HAPPY CLOVER 2-ないしょの関係-
「おい、お前、ふざけんな!」

 田中や菅原らが凄んでラグビー部の男に詰め寄った。そこにようやく体育教師が数人駆けつけ、殴り合った二人は別々に職員室へと連行されて行った。

「清水、ちょっと来い」

 教室の戸口から田中が顔を覗かせて俺を手招きした。悪い予感がして慌てて廊下に出ると、案の定ウチのクラスのあるロッカーの扉がぐにゃりと凹んでいた。

「ここ、高橋さんのロッカーだろ」

 田中が指を差すまでもなく、そこは舞のロッカーで、鍵をしてあるせいか奇妙な形に歪み、ひしゃげた扉の隙間からロッカーの中身が半分近く見えている。あまりにもむごいやり方に顔をしかめた。

「なんてことしやがるんだ」

「とりあえず鍵を開けてもらおう。完全に元通りは無理でも、裏から叩けば何とかなりそうじゃね?」

「そうだな」

 舞を呼びに行こうとして目を上げると、戸口に彼女の姿があった。酷く傷ついた表情だ。そりゃそうだろう。狙ったように舞のロッカーだけが壊されたのだ。

「高橋さん、ロッカーの鍵貸して」

 一応約束なので「高橋さん」と呼ぶ。菅原たちに知られた今となってはあまり意味もないと思うが。

 舞がおずおずと近づいてきて制服のポケットから鍵を取り出した。クラスメイトたちが次々にやって来て舞のロッカーの惨状に同情の声を上げた。
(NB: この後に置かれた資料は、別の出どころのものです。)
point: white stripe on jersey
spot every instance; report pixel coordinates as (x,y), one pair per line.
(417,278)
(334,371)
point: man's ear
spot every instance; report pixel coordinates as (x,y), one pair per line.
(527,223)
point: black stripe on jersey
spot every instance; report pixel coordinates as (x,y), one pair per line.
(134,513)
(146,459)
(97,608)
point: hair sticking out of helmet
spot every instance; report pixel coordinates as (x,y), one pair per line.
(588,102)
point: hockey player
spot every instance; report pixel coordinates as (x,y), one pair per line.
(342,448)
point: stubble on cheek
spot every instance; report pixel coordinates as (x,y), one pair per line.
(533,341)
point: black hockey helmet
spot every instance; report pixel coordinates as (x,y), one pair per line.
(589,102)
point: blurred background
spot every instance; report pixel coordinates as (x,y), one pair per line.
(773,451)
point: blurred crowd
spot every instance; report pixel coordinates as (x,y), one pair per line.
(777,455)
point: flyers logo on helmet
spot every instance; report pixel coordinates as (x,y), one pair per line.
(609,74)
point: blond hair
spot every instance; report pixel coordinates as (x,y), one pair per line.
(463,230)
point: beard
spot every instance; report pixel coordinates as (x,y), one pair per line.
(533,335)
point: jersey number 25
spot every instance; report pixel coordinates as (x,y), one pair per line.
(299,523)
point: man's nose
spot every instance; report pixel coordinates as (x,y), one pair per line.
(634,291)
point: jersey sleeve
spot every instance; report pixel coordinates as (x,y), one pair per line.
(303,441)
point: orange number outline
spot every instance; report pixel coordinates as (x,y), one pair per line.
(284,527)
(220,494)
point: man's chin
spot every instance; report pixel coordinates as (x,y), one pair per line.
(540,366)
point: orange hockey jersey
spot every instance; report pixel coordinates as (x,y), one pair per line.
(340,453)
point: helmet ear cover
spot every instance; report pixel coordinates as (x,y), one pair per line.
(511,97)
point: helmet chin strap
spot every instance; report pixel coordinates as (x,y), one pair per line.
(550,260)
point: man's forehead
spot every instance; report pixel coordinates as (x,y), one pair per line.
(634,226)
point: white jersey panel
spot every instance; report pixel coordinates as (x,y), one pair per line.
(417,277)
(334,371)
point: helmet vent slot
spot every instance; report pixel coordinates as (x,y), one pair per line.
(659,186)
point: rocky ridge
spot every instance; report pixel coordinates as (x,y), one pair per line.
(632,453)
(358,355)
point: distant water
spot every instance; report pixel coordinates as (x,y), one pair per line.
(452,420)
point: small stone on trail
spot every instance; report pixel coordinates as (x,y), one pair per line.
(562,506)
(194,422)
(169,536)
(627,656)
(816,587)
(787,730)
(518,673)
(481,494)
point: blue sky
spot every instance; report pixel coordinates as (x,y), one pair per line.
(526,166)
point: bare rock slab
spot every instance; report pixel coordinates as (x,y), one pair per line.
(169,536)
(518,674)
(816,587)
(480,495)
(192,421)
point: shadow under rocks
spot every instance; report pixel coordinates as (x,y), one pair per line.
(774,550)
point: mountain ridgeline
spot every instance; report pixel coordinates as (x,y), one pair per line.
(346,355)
「ちょっと酷くない? 全然関係ないのに、高橋さん、かわいそう」

「壊すなら自分のロッカーにしろっつーの!」

「今度やったらアイツのロッカーを皆で壊してやろうぜ」

 そんな中、遠巻きにしているグループからこの場にふさわしくない甲高い笑い声が上がった。振り返るとその発信源である女子と目が合う。



 ――西こずえ。



 俺のほうを見たまま、西は笑顔で隣にいる藤谷にひそひそと話しかけている。本当にムカつく女だ。軽蔑するような眼差しを投げつけてから前を向くと、田中が舞のロッカーの扉を外し、菅原がどこからか金槌を持ってきたところだった。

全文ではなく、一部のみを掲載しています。